Варлам Шаламов - Вишера
В «Умирающем лебеде», исполненном на сцене лагерного театра 3-го отделения Вишерских лагерей осенью 1930 года, была и еще одна подробность, важная для меня.
Балериной, исполнившей «Умирающего лебедя», была заключенная — любительница из художественной самодеятельности, принятая из проходящего этапа.
Звали эту арестантку-балерину Елена Николаевна Шмидт. Елена Николаевна была родной дочерью Николая Шмидта, московского фабриканта, участника революции 1905 года в Москве, расстрелянного царским правительством, мебельщика Шмидта — самого боевого из большевистских отрядов, сражавшихся на баррикадах.
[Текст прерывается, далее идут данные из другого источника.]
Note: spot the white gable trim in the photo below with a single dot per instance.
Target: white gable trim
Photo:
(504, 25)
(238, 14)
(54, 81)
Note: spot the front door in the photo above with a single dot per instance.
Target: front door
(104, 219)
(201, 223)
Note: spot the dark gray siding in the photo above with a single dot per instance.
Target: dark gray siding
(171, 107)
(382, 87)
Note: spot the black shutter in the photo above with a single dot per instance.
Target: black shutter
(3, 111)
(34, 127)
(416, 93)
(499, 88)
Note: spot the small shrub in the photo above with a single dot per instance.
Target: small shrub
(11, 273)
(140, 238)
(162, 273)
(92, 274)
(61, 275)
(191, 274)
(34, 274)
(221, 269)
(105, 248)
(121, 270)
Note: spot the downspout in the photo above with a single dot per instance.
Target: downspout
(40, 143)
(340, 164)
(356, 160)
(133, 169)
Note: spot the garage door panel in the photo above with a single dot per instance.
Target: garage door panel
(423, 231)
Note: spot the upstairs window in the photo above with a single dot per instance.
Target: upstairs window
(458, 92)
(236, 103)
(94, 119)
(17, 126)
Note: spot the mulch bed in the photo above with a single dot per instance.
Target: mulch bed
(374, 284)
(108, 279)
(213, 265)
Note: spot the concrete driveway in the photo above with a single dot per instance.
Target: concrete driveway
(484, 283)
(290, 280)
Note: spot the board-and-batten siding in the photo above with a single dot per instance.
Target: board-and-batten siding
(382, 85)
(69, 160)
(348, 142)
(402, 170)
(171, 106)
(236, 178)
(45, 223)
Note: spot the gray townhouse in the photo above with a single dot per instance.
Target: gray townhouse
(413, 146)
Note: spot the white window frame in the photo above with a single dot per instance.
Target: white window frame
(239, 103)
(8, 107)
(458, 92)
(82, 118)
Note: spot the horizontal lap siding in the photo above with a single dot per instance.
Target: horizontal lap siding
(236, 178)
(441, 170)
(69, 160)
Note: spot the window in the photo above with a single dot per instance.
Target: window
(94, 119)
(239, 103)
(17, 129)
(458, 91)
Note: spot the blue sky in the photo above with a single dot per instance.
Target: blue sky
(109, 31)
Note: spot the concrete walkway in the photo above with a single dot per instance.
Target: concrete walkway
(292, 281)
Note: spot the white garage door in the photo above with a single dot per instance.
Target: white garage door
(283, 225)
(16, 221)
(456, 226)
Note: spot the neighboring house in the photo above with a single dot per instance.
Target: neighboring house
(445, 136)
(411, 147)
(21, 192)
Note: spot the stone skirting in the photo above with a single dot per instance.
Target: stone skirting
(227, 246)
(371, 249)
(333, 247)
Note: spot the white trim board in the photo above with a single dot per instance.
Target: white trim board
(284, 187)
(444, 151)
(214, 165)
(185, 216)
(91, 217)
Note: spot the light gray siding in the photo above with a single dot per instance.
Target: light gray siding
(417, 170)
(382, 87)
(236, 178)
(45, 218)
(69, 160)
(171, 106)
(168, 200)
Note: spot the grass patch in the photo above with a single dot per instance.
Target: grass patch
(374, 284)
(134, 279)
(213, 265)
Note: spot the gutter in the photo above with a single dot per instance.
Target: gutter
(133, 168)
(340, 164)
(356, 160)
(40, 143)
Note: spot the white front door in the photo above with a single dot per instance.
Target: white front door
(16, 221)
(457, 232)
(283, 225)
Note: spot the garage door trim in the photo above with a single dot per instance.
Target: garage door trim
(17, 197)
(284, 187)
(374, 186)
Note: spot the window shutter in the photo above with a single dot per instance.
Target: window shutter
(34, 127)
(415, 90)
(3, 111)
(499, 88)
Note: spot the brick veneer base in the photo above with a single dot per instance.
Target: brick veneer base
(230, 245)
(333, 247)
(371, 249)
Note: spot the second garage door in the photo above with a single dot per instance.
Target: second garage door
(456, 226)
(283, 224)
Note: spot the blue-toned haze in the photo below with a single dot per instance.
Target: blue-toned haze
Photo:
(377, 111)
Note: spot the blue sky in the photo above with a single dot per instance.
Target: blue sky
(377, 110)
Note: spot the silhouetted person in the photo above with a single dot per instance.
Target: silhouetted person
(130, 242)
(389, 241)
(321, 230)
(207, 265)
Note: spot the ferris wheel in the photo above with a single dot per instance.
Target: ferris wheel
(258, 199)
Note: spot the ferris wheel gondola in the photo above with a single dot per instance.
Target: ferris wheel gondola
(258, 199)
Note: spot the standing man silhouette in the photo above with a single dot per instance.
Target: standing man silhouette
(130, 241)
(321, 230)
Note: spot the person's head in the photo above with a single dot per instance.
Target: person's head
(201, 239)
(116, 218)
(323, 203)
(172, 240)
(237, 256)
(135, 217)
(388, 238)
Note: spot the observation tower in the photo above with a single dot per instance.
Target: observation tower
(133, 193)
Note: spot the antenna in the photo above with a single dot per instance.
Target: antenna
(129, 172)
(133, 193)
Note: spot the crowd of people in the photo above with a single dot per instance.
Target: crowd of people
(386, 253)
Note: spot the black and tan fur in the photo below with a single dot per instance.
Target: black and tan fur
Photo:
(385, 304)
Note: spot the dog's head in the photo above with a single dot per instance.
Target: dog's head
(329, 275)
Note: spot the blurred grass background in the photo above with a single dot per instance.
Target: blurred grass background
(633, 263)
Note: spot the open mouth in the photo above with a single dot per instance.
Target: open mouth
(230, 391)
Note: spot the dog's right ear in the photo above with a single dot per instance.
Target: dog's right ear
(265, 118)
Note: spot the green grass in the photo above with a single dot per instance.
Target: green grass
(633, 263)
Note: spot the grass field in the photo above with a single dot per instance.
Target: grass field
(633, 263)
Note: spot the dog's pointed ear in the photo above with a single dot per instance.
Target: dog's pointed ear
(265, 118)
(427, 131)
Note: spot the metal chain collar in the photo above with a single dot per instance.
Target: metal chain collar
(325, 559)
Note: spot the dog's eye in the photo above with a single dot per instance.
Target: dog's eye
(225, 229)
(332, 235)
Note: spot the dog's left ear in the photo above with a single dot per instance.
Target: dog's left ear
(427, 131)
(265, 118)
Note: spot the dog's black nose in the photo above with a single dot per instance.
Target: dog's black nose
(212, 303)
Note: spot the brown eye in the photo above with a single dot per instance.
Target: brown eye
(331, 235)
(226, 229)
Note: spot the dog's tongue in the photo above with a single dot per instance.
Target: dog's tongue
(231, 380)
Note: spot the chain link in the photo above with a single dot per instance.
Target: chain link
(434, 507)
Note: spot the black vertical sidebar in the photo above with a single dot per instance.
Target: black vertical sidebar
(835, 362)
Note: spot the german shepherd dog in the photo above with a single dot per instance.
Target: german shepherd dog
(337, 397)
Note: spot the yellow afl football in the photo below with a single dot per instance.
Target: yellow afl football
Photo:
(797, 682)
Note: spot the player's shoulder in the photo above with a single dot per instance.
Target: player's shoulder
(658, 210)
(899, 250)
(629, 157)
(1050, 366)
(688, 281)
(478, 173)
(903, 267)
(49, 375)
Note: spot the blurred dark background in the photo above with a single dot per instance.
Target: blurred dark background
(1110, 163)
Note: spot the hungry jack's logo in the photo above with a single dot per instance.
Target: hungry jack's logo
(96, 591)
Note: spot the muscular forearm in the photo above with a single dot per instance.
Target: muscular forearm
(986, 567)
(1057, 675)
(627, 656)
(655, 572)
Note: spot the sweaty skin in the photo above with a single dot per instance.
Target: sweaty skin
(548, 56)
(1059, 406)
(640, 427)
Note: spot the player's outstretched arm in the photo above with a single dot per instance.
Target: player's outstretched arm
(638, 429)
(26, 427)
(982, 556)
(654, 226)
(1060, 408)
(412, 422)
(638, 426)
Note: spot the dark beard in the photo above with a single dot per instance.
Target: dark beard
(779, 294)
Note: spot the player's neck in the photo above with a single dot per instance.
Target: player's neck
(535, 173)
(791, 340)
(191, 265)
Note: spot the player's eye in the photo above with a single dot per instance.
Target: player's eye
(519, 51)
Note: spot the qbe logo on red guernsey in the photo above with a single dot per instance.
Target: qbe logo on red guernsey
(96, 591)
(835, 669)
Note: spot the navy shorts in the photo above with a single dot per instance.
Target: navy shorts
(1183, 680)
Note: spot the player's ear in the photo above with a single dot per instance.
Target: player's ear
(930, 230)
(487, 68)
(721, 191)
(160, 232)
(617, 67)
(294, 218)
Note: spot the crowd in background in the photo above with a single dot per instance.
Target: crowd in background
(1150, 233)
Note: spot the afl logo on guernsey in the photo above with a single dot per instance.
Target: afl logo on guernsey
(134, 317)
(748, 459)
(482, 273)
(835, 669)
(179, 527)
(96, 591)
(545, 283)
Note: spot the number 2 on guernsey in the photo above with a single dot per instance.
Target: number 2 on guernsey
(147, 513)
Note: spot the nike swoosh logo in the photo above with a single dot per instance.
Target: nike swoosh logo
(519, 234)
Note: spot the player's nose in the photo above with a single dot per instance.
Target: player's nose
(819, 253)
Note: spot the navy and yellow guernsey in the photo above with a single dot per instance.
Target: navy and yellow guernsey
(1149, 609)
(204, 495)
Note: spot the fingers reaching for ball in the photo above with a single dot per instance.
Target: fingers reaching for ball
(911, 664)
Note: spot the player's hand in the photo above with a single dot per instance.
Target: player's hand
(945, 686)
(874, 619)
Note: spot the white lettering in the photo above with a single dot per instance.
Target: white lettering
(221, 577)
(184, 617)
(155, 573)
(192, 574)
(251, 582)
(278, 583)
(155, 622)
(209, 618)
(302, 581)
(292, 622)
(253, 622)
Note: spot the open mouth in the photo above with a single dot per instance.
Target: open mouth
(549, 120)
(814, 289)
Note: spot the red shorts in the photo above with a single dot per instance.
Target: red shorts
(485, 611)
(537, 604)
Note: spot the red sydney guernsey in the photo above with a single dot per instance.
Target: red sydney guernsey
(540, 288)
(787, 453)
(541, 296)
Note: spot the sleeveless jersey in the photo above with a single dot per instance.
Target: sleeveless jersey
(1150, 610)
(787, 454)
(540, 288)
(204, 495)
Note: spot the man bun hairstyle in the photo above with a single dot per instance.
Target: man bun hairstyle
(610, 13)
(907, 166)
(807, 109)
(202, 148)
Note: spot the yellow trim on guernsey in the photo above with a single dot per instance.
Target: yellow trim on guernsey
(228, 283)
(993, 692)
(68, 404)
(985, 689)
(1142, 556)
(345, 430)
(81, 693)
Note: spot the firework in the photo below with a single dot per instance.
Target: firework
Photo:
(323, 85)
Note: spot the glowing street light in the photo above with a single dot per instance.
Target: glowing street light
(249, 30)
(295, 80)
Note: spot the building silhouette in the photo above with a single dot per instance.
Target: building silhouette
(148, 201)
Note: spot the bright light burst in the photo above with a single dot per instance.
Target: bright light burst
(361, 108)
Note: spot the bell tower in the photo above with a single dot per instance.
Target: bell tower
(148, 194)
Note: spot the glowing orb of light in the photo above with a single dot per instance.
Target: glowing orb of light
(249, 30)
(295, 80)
До 1969 года в газетах путали Шмидтов. Николай Шмидт — мебельщик, молодой парень, отдавший наследство на революцию и расстрелянный в 1905 году. Петр Шмидт — лейтенант, знаменитость в восстании на «Очакове», вызвавший огромную литературу, слегка истеричный эсер, — это разные. И если достаточно было назваться сыном лейтенанта Шмидта, чтобы любой советский деятель помог авантюристу, протянул руку помощи, что вызвало поток литературы, то с дочерью Шмидта дело обстояло иначе. Хотя именно отец Елены Николаевны был героем 1905 года в Москве, сама его дочка испытала все превратности лагерной судьбы и как заключенная, и как женщина-арестантка.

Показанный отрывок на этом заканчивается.